When BBC Mundo questioned this argument, noting that the company would lose the “tens of millions” it had invested, and not the much larger amount of US$250 million for gold they have yet to extract, McCrum remarked: “This is a question to be resolved by the arbitration panel”.
OceanaGold ensures that they complied with the legal requirements, but were affected by the decision of the then president, Antonio Saca, who, via the media, introduced a de facto moratorium to suspend all concessions of metallic mining in answer to the popular protests and demonstrations.
McCrum told BBC Mundo: “Im March 2008 the then president of El Salvador declared in the media that there would be no more metallic mining in the country. It was just declarations in the media, with no legal alterations”.
"No unique case"
The fight in El Salvador has its origin in the same communities that will be affected by possible concessions.
“This population organized itself in various NGOs that have counted on the support of international NGOs and of international friends and allies that have stood by the people in this fight” remarks Parada.

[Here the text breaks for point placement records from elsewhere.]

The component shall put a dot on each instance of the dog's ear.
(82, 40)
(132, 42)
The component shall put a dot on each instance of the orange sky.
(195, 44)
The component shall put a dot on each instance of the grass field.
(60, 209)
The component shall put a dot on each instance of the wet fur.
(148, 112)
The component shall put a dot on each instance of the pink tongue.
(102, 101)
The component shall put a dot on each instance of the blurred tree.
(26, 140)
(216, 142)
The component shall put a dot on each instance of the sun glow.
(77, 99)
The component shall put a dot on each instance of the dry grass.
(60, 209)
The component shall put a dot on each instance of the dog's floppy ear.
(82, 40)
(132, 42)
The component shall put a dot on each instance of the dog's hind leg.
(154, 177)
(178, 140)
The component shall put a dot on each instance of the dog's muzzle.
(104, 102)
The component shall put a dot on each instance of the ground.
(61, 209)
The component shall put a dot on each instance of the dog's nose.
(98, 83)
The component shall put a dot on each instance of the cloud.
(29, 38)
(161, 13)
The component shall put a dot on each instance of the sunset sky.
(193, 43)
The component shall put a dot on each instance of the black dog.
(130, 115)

Jennifer Moore said to BBC Mundo that the communities of Cabañas “have educated themselves on the negative impacts goldmines can have on water sources”’
“Without a doubt other governments are aware of what is going on here” she states.
Change of law
After the lawsuit of OceanaGold, El Salvador changed its law on investments in 2013, deleting any reference to the competence of the international arbitration system to rule in controversies with foreign investors.

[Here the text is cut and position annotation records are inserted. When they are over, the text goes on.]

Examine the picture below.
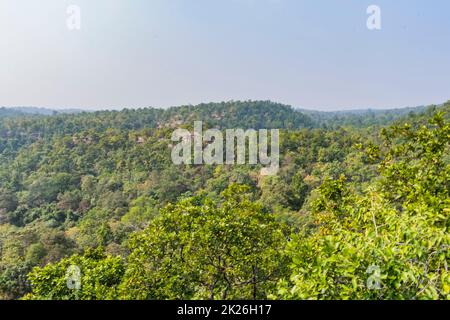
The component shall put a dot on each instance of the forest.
(92, 207)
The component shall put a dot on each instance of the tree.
(199, 249)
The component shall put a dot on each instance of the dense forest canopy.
(359, 209)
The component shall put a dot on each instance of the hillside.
(99, 190)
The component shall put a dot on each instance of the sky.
(313, 54)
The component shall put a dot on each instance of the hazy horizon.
(131, 54)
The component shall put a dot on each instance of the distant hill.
(20, 111)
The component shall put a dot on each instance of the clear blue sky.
(313, 54)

However, the mechanism of arbitral tribunals is included in more and more international investment treaties and accords. It is one of the most controversial points in the Transatlantic Trade and Investment Partnership (TTIP), which is being negotiated at the moment.
Parada believes that understanding that a risk exists in the case against El Salvador is of vital importance to other countries, because “what is at stake is their own essence as States that must safeguard the health and life of their inhabitants”.
“The fact that we are facing the doubt of which should be the priority in the international arbitration – whether it should be human life, or corporation profits – must make all States reflect on the necessity to radically change the treaties that they are signing, that give such extensive powers to these arbitral tribunals”.